Author: Marcos de Aguiar
This study aims to make a data analysis to check the consequences of natural disasters, especially storm related. The study will use storm data from 1950 up to 2011 provided by NOAA (U.S. National Oceanic and Atmospheric Administration). This study will make 2 analyses. One is which kind of event has the biggest consequence in public health. The second is which kind has the biggest economic consequences.
library(dplyr)
First download and unzip the file from the following link:
Then uncompress an load the data into R.
stormDS <- read.csv("repdata-data-StormData.csv")
We will assume that the harm to the population health is the sum of fatalities and injuries.
Creates a dataset with the sum of fatalities, then another with the sum of injuries.
fatalitiesDS <- aggregate(stormDS$FATALITIES, by=list(EVTYPE=stormDS$EVTYPE), FUN=sum, na.rm=TRUE)
injuriesDS <- aggregate(stormDS$INJURIES, by=list(EVTYPE=stormDS$EVTYPE), FUN=sum, na.rm=TRUE)
Merges the 2 together, and create a column with the sum.
harmDS <- merge(fatalitiesDS, injuriesDS, by = "EVTYPE")
harmDS$total <- (harmDS$x.x + harmDS$x.y)

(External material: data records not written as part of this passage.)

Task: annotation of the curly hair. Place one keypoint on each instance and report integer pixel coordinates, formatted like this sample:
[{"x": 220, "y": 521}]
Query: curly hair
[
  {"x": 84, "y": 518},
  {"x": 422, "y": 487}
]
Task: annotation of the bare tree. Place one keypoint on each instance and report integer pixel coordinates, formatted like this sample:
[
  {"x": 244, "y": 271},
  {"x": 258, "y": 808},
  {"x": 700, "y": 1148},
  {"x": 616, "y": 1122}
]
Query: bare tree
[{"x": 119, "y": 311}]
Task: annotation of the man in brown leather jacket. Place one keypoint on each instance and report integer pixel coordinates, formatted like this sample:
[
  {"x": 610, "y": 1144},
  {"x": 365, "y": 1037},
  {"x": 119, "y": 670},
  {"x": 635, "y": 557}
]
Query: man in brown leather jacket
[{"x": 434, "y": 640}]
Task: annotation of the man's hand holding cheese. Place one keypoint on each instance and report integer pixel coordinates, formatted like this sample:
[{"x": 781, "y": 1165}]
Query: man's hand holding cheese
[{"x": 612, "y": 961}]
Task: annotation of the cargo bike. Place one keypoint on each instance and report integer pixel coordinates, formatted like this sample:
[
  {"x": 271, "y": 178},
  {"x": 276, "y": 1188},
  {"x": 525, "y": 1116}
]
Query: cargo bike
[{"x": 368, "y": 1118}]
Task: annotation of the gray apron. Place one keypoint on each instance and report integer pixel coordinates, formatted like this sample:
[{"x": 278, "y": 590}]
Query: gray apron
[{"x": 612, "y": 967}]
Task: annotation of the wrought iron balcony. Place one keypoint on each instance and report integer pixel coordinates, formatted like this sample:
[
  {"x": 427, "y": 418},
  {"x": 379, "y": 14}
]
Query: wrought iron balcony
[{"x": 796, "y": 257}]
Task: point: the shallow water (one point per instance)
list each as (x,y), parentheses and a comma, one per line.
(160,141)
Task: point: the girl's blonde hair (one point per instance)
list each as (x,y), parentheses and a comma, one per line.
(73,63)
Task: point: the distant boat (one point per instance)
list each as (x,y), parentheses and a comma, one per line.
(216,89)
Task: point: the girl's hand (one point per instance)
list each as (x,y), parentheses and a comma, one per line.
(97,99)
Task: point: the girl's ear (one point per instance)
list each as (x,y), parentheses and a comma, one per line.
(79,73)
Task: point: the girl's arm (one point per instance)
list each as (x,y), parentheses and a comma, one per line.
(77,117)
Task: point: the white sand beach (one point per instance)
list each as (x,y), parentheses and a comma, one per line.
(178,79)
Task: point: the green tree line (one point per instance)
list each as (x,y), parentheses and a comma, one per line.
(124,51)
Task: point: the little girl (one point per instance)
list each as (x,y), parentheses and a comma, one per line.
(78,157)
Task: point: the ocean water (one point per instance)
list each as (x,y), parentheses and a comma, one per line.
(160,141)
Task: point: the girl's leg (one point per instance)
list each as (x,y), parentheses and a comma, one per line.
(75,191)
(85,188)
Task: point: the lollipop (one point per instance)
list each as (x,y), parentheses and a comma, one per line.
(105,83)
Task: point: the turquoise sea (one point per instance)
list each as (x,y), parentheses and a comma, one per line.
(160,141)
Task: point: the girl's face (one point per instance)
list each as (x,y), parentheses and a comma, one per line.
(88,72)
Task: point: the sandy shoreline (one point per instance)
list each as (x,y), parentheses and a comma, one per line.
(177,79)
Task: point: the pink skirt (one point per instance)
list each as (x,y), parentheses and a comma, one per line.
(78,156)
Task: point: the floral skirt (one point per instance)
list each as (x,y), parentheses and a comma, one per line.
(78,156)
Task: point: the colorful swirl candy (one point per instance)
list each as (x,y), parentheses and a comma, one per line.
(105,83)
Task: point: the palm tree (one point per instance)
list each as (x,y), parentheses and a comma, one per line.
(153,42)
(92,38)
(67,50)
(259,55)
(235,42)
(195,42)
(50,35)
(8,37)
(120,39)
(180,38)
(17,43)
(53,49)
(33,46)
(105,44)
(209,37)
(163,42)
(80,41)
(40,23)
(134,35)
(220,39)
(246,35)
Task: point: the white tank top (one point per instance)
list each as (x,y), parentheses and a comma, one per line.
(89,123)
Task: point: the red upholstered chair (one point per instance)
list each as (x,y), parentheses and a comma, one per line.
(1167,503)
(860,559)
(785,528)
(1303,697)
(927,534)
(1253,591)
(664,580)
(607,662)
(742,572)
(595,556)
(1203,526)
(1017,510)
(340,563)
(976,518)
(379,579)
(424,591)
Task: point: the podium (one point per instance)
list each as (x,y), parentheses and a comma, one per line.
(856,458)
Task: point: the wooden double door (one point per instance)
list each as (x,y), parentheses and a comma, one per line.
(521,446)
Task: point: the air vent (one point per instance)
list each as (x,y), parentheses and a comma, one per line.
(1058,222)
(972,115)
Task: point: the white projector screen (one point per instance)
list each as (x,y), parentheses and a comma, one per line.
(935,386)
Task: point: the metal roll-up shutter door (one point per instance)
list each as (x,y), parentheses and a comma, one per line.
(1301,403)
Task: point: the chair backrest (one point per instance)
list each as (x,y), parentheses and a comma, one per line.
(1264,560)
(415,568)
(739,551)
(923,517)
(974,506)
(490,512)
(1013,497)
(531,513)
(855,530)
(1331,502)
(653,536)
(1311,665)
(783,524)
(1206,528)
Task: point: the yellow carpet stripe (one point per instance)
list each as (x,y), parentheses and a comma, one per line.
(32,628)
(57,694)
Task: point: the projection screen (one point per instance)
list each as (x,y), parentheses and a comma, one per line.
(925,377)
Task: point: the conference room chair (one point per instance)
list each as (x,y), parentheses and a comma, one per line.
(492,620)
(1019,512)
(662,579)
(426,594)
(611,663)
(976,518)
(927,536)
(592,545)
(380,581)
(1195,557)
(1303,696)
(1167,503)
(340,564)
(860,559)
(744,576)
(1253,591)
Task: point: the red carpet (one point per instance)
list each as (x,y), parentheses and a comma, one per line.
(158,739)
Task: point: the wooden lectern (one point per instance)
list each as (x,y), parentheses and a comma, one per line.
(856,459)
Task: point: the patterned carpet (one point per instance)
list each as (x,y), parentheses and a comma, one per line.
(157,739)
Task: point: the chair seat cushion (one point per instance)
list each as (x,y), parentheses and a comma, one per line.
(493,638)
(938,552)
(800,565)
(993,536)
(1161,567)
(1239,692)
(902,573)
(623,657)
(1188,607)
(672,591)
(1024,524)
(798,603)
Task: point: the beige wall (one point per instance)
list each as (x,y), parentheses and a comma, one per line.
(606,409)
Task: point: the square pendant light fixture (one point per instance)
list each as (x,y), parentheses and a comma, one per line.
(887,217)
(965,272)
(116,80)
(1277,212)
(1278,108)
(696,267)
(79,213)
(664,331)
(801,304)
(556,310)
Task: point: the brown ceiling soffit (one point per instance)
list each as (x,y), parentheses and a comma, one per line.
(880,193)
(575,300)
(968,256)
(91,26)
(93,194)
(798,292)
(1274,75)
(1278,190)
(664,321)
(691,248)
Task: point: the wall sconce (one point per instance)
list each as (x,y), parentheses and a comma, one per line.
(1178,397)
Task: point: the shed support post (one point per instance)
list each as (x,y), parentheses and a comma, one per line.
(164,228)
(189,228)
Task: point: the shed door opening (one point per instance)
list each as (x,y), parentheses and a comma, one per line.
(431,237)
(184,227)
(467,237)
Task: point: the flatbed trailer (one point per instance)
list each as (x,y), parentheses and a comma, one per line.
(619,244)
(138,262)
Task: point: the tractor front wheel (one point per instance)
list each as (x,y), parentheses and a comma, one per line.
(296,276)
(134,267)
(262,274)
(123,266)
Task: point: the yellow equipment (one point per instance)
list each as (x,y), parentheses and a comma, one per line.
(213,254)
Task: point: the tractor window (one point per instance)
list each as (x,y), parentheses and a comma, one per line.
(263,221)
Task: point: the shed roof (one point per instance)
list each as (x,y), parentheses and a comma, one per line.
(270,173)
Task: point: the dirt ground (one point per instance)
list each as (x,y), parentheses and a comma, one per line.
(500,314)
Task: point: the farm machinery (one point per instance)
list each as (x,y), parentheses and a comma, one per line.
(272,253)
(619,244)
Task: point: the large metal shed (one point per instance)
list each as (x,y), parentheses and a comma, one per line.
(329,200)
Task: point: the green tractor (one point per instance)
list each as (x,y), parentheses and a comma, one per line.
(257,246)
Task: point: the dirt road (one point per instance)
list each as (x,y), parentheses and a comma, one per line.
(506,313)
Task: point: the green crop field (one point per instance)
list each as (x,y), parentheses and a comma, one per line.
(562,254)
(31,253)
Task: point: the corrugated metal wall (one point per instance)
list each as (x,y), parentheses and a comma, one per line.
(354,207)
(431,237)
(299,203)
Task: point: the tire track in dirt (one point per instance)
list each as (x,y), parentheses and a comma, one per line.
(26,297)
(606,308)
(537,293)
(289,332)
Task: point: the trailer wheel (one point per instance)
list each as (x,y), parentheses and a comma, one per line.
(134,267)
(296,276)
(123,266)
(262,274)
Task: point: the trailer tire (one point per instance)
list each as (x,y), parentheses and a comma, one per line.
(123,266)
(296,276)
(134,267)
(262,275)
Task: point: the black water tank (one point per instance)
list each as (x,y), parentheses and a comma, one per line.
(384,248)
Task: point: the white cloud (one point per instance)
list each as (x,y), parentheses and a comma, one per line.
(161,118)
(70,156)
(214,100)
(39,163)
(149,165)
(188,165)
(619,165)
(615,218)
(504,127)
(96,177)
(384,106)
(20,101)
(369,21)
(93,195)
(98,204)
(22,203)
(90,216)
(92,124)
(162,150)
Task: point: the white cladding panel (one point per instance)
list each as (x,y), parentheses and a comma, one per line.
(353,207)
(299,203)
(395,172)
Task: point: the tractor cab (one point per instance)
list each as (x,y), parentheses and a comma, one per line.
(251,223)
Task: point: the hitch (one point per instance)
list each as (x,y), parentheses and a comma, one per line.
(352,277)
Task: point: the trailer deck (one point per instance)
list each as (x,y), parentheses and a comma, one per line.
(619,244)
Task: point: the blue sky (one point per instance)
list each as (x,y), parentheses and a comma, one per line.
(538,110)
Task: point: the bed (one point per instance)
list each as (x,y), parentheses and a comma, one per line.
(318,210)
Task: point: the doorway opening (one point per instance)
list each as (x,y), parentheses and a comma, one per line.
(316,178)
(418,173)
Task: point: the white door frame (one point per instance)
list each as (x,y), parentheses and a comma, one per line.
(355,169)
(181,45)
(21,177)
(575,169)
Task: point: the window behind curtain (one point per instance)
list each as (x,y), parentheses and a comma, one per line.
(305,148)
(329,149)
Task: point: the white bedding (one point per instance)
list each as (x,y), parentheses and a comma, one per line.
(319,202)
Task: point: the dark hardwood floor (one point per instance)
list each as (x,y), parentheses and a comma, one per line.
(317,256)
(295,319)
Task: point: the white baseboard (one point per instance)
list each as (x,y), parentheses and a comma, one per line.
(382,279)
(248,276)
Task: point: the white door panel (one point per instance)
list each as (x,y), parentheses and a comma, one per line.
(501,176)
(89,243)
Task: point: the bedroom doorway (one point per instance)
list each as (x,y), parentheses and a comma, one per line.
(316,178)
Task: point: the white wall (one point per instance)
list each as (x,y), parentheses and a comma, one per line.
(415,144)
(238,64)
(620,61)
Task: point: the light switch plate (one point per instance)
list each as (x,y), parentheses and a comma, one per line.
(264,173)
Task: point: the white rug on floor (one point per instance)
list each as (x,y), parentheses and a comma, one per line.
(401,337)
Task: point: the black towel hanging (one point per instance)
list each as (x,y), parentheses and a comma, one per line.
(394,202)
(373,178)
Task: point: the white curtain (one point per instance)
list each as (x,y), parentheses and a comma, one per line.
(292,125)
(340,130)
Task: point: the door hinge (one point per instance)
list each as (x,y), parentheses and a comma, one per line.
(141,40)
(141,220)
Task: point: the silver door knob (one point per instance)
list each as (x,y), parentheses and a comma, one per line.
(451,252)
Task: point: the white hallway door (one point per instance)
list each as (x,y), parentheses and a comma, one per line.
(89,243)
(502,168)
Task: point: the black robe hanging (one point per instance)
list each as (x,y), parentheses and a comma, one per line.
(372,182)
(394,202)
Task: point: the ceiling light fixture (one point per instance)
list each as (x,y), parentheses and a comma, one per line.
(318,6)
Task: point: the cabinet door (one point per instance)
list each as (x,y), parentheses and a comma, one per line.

Gets the top 10 most harmfull events.
head(arrange(harmDS,desc(total)), 10)
## EVTYPE x.x x.y total
## 1 TORNADO 5633 91346 96979
## 2 EXCESSIVE HEAT 1903 6525 8428
## 3 TSTM WIND 504 6957 7461
## 4 FLOOD 470 6789 7259
## 5 LIGHTNING 816 5230 6046
## 6 HEAT 937 2100 3037
## 7 FLASH FLOOD 978 1777 2755
## 8 ICE STORM 89 1975 2064
## 9 THUNDERSTORM WIND 133 1488 1621
## 10 WINTER STORM 206 1321 1527
Bar graph showing the worst events.
top4DS <- head(arrange(harmDS,desc(total)), 4)
barplot(top4DS$total, names.arg = top4DS$EVTYPE, xlab = "Event type", ylab = "Health consequences", main = "Total health consequences by event.")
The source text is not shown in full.